We now face a critical juncture in the future of pre-ESKD kidney care. One road forward promises a veritable golden age, with several new kidney-preserving drugs coming to market, and a bevy of renal care management companies applying artificial intelligence to identify patients most at risk for kidney failure and intervening with intensive case management to prevent, delay, or mitigate it.
The alternative path is one where continued vilification of kidney care providers fuels further payer resistance and policy initiatives to nullify the 30-month requirement. In this scenario, employers fire the renal case managers, deny coverage of kidney-preserving drugs, and hand off an ESKD epidemic to the Medicare program.

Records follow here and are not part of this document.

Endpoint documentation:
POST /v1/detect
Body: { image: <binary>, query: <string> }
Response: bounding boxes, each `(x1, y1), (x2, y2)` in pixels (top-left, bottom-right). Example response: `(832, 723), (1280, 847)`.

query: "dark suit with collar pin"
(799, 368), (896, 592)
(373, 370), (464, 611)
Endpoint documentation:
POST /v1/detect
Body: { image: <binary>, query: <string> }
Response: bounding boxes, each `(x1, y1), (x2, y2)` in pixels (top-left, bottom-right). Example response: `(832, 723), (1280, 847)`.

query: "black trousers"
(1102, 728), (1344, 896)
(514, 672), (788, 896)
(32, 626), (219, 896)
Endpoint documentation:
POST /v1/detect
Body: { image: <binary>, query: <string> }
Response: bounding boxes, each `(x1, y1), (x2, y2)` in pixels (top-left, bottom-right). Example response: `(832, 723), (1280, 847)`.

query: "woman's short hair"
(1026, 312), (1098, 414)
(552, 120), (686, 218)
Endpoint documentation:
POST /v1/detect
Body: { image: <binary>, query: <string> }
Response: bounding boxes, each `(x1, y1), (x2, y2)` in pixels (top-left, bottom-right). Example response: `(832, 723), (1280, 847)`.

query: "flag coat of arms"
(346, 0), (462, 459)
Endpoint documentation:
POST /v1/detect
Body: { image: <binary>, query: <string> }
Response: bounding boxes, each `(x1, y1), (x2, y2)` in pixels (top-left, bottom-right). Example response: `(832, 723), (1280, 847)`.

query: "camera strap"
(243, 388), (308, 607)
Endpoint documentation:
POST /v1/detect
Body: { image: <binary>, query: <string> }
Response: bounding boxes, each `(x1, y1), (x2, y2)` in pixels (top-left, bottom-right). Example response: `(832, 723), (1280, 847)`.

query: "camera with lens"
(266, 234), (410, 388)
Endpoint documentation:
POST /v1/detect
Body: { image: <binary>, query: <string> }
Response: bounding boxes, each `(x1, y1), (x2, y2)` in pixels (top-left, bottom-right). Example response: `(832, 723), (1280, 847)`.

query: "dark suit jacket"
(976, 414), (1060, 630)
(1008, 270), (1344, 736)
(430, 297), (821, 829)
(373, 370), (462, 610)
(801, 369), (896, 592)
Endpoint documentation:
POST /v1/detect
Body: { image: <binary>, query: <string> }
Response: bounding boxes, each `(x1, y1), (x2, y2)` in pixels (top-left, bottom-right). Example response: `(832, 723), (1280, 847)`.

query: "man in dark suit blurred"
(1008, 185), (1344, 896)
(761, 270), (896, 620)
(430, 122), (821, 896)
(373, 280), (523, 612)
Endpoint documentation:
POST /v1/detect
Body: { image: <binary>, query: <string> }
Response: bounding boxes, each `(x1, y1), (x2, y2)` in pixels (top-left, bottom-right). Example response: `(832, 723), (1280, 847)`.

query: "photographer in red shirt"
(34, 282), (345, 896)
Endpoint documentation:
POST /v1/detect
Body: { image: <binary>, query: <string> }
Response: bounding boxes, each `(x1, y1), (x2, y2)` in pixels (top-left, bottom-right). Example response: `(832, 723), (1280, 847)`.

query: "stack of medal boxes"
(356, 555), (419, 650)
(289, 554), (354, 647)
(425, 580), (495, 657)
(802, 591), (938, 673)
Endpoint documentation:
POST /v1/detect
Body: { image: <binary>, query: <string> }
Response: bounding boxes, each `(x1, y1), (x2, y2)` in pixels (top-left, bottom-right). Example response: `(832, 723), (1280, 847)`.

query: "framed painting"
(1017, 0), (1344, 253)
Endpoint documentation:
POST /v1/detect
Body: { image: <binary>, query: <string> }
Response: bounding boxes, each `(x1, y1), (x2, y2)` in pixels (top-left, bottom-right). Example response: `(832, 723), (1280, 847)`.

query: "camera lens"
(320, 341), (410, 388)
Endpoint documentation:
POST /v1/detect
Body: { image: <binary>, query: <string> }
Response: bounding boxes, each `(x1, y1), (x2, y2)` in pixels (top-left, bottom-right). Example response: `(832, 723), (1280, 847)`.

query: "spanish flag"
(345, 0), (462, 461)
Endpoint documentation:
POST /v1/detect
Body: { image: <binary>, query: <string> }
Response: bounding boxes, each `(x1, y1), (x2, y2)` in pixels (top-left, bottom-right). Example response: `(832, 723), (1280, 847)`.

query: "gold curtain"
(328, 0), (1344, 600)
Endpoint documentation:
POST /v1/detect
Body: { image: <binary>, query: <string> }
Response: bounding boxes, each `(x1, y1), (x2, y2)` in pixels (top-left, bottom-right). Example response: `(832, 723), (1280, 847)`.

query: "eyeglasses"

The most compelling critique of dialysis providers is the same critique so often applied to hospitals and drug manufacturers—health care prices in the United States are too high. Economists, payers, and policy makers should continue to explore options to lower prices without singling out dialysis with superficial and hyperbolic rhetoric.
Most privately insured patients with CKD experience kidney failure between the ages of 50 and 65, and at least one insurer, CareMore, has shown that its intensive management of patients with CKD can delay onset of ESKD for 18 years. The math is straightforward: The best way for employers and insurers to avoid paying for dialysis is to invest in preventive care, just as Congress intended.